# Predict fuel efficiency using DNN Regression ML Model

In a *regression* problem, the aim is to predict the output of a continuous value, like a price or a probability. Contrast this with a *classification* problem, where the aim is to select a class from a list of classes (for example, where a picture contains an apple or an orange, recognizing which fruit is in the picture).

This tutorial uses the classic [Auto MPG](https://archive.ics.uci.edu/ml/datasets/auto+mpg) dataset and demonstrates how to build models to predict the fuel efficiency of the late-1970s and early 1980s automobiles. To do this, you will provide the models with a description of many automobiles from that time period. This description includes attributes like cylinders, displacement, horsepower, and weight.


##Install and import the required packages

In [None]:
# Use seaborn for pairplot.
!pip install -q seaborn

In [None]:
import matplotlib.pyplot as plt
import numpy as np
import pandas as pd
import seaborn as sns
import tensorflow as tf
from tensorflow import keras
from tensorflow.keras import layers

# Make NumPy printouts easier to read.
np.set_printoptions(precision=3, suppress=True)

print(tf.__version__)

## The Auto MPG dataset

The dataset is available from the [UCI Machine Learning Repository](https://archive.ics.uci.edu/ml/).


### Get the data
First download and import the dataset using pandas. Also, save the file locally. 

In [None]:
url = 'http://archive.ics.uci.edu/ml/machine-learning-databases/auto-mpg/auto-mpg.data'
column_names = ['MPG', 'Cylinders', 'Displacement', 'Horsepower', 'Weight',
                'Acceleration', 'Model Year', 'Origin']

raw_dataset = pd.read_csv(url, names=column_names,
                          na_values='?', comment='\t',
                          sep=' ', skipinitialspace=True)

# Save the dataset to a CSV file
raw_dataset.to_csv('mpg.csv', index=False)

Output some rows in the dataseet. MPG is the label (what we want to train the model to predict), the rest of the fields are the features. 

In [None]:
dataset = raw_dataset.copy()
dataset[30:40]

### Inspecting and Cleaning the Data

Use the Pandas Dataframe describe() function to explore the data. If you're wondering what transpose() does, run the cell with and without it. 

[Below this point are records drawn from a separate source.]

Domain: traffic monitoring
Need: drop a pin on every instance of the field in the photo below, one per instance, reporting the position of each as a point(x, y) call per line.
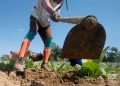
point(62, 75)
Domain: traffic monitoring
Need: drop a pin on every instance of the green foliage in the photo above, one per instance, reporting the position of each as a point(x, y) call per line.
point(55, 52)
point(31, 64)
point(56, 66)
point(91, 68)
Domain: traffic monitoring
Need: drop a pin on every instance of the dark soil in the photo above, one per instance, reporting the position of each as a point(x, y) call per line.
point(36, 77)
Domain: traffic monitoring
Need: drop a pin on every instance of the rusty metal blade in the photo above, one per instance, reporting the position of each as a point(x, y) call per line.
point(84, 43)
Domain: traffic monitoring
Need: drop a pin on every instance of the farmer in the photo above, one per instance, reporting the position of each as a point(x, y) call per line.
point(39, 23)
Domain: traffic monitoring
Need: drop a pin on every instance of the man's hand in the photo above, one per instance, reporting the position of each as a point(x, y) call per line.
point(55, 16)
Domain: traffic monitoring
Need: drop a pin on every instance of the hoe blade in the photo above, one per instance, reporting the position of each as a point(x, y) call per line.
point(84, 43)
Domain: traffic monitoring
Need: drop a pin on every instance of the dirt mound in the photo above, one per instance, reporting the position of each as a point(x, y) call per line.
point(36, 77)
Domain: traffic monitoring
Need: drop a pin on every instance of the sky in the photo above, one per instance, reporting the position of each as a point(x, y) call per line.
point(14, 22)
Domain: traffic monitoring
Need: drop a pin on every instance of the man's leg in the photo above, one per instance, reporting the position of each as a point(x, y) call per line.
point(46, 36)
point(26, 43)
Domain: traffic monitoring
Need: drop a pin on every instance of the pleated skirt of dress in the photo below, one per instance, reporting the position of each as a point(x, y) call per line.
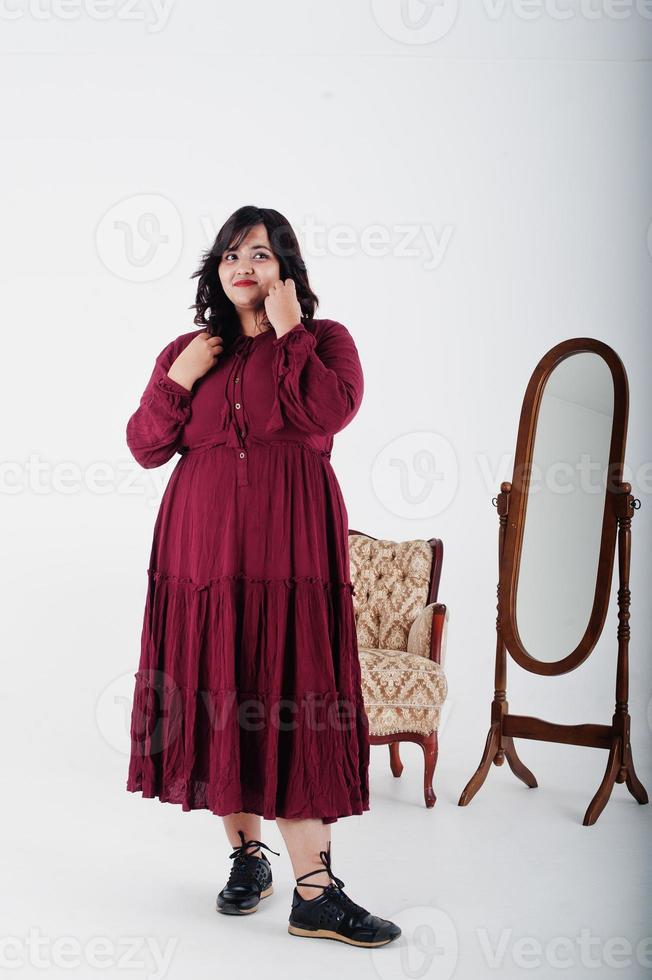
point(248, 693)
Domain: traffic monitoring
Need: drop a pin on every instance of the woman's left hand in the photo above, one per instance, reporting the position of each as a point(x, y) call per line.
point(282, 306)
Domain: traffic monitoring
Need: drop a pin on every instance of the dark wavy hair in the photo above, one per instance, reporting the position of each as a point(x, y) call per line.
point(223, 319)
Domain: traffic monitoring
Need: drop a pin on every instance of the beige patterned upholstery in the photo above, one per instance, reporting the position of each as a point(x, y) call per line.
point(403, 684)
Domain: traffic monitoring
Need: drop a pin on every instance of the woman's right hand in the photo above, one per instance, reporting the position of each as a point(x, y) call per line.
point(196, 359)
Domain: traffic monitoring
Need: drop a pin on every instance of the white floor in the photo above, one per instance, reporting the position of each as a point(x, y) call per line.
point(512, 885)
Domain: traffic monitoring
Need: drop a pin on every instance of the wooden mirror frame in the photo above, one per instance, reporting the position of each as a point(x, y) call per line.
point(518, 496)
point(619, 507)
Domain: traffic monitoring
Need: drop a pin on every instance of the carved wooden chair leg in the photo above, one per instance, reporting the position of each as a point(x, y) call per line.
point(429, 744)
point(395, 759)
point(515, 764)
point(599, 801)
point(478, 778)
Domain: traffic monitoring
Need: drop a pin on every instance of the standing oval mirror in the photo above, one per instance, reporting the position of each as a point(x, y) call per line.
point(560, 518)
point(564, 508)
point(561, 532)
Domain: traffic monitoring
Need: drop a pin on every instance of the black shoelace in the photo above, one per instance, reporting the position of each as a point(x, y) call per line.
point(336, 886)
point(241, 870)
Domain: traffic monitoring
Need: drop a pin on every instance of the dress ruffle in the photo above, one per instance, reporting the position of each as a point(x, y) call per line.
point(220, 733)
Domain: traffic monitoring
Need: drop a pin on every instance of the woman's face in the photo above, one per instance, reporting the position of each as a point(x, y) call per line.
point(254, 265)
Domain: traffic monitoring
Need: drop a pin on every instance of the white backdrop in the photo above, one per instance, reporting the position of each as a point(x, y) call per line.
point(470, 186)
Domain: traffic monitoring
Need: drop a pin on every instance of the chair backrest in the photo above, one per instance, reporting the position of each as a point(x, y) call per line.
point(392, 582)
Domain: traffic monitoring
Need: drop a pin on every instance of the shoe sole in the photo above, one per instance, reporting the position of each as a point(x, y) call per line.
point(231, 909)
point(327, 934)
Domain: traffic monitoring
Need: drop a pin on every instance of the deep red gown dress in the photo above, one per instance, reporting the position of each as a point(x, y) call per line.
point(248, 694)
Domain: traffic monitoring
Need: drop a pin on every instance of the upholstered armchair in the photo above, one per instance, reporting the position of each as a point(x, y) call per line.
point(401, 631)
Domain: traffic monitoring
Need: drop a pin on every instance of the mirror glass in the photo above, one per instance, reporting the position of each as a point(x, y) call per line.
point(564, 508)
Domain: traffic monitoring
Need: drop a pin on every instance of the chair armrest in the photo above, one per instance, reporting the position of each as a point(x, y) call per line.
point(428, 633)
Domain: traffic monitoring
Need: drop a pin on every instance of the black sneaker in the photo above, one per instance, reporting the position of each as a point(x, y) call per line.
point(249, 881)
point(333, 915)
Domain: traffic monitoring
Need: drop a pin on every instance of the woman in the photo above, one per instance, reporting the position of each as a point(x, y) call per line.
point(248, 699)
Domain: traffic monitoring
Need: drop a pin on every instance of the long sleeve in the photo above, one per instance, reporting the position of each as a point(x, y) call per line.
point(155, 429)
point(319, 384)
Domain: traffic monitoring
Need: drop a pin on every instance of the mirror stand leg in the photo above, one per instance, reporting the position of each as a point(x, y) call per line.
point(627, 773)
point(599, 801)
point(634, 785)
point(492, 745)
point(518, 768)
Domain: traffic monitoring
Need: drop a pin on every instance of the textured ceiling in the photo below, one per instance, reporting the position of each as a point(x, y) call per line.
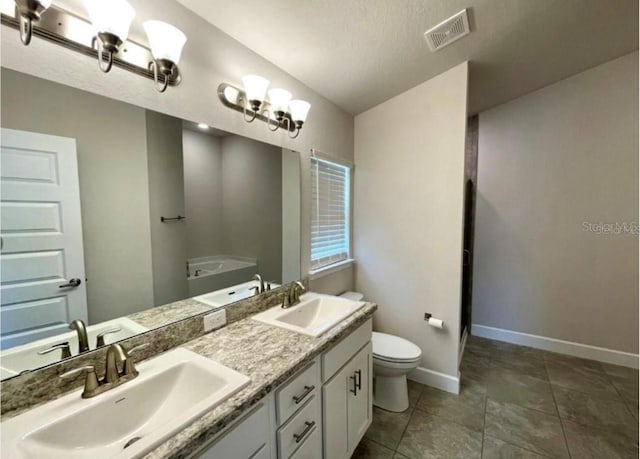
point(359, 53)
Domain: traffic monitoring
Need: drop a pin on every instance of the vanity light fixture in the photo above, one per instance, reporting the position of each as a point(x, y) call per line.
point(166, 42)
point(104, 35)
point(111, 21)
point(30, 12)
point(278, 110)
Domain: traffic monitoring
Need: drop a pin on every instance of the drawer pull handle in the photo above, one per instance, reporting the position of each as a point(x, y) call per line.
point(354, 391)
point(302, 396)
point(308, 426)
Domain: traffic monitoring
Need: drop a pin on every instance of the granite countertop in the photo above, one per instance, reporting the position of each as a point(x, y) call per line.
point(268, 355)
point(168, 313)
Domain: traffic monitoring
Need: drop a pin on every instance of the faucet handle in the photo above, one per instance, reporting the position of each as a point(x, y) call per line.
point(90, 381)
point(129, 365)
point(66, 351)
point(100, 338)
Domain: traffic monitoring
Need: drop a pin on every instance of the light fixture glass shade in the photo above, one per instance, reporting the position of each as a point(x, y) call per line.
point(165, 40)
point(279, 100)
point(111, 16)
point(299, 110)
point(255, 87)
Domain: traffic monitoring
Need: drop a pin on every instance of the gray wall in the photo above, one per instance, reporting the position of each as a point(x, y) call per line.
point(114, 195)
point(328, 128)
point(290, 215)
point(166, 198)
point(409, 177)
point(548, 162)
point(203, 194)
point(252, 202)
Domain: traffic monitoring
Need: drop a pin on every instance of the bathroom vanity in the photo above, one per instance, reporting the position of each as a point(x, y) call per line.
point(303, 397)
point(323, 410)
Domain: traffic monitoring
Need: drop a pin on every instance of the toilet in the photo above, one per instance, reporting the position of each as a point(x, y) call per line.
point(393, 358)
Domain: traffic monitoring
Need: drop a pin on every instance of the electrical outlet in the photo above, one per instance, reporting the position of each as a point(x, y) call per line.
point(215, 320)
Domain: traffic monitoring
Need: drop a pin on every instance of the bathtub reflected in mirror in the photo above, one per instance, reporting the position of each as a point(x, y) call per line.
point(110, 211)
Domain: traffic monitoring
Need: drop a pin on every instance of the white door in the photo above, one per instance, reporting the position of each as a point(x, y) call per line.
point(42, 279)
point(359, 403)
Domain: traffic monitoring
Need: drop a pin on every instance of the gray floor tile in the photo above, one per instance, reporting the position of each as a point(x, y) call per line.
point(415, 389)
point(492, 448)
point(467, 408)
point(523, 390)
point(589, 410)
point(432, 437)
point(529, 429)
point(563, 359)
point(534, 368)
point(590, 443)
point(581, 379)
point(626, 387)
point(475, 367)
point(368, 449)
point(387, 427)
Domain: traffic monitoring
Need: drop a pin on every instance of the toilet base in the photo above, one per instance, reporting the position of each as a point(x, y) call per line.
point(390, 393)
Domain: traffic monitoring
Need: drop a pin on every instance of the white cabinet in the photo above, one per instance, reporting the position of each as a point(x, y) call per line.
point(347, 398)
point(323, 411)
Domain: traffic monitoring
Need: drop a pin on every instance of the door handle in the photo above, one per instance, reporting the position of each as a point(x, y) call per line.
point(73, 283)
point(354, 391)
point(359, 383)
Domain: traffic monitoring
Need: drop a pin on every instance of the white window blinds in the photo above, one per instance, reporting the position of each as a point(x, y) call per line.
point(330, 189)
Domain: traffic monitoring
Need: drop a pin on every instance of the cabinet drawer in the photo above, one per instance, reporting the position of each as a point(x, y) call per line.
point(311, 448)
point(244, 439)
point(296, 392)
point(341, 353)
point(299, 428)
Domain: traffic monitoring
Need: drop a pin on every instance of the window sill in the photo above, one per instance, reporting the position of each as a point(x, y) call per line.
point(334, 268)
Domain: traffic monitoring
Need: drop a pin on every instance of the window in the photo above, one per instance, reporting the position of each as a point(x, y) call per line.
point(330, 213)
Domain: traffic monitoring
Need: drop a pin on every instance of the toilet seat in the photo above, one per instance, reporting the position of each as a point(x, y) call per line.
point(393, 349)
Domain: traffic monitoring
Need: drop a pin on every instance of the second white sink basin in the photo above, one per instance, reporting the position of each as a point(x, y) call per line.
point(171, 391)
point(315, 314)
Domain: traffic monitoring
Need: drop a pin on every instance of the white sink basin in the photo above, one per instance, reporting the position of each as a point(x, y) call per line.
point(171, 391)
point(230, 295)
point(25, 357)
point(314, 315)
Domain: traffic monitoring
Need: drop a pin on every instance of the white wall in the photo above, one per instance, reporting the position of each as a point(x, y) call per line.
point(203, 193)
point(409, 154)
point(114, 193)
point(209, 58)
point(548, 162)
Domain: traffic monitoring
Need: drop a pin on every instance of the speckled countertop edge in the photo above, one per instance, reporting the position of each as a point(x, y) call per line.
point(266, 354)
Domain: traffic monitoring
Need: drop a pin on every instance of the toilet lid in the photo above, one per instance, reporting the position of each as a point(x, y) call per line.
point(390, 347)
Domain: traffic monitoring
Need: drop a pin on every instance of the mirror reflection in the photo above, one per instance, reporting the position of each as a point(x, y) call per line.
point(117, 220)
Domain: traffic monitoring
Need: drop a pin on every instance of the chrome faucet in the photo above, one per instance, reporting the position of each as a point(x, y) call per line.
point(113, 377)
point(292, 296)
point(81, 330)
point(258, 277)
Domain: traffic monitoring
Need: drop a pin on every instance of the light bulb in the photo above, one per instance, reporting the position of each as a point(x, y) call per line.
point(279, 100)
point(165, 40)
point(299, 110)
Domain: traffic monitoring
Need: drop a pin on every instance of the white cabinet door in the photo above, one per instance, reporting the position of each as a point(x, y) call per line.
point(359, 402)
point(334, 407)
point(41, 237)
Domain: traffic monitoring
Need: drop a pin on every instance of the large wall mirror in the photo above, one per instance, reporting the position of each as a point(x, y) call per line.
point(128, 219)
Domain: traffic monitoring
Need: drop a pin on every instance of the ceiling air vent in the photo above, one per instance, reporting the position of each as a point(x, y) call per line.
point(448, 31)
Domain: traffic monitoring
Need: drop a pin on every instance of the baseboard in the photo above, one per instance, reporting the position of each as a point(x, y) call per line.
point(584, 351)
point(463, 344)
point(436, 379)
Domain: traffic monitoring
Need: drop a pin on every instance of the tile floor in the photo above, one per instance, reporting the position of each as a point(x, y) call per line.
point(515, 402)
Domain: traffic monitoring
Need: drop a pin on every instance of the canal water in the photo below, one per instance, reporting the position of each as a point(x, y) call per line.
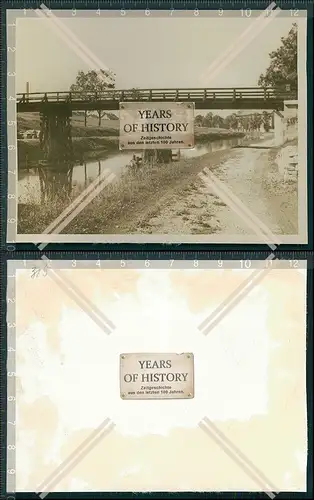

Notice, the count property for Horsepower is less than for the rest of the fields. Something must be amiss. 

In [None]:
dataset.describe().transpose()

In the code below, isna() returns if a value is not a number. Sum() will return the number of values for each field that isn't a number. This explains why Horsepower above had a lower count than the rest of the fields. 

In [None]:
dataset.isna().sum()

The code below simply removes the rows that have invalid (non-numeric) data. In this case the 6 rows where the Horsepower field has a null value. An alternative would be to replace the null values with the mean Horsepower from the dataset. 

In [None]:
dataset = dataset.dropna()

Use the Seaborn pairplot() function to review the joint distribution of the pairs of columns from the training set. You are trying to visualize patterns than indicate a cooorelation between different fields and the label (MPG)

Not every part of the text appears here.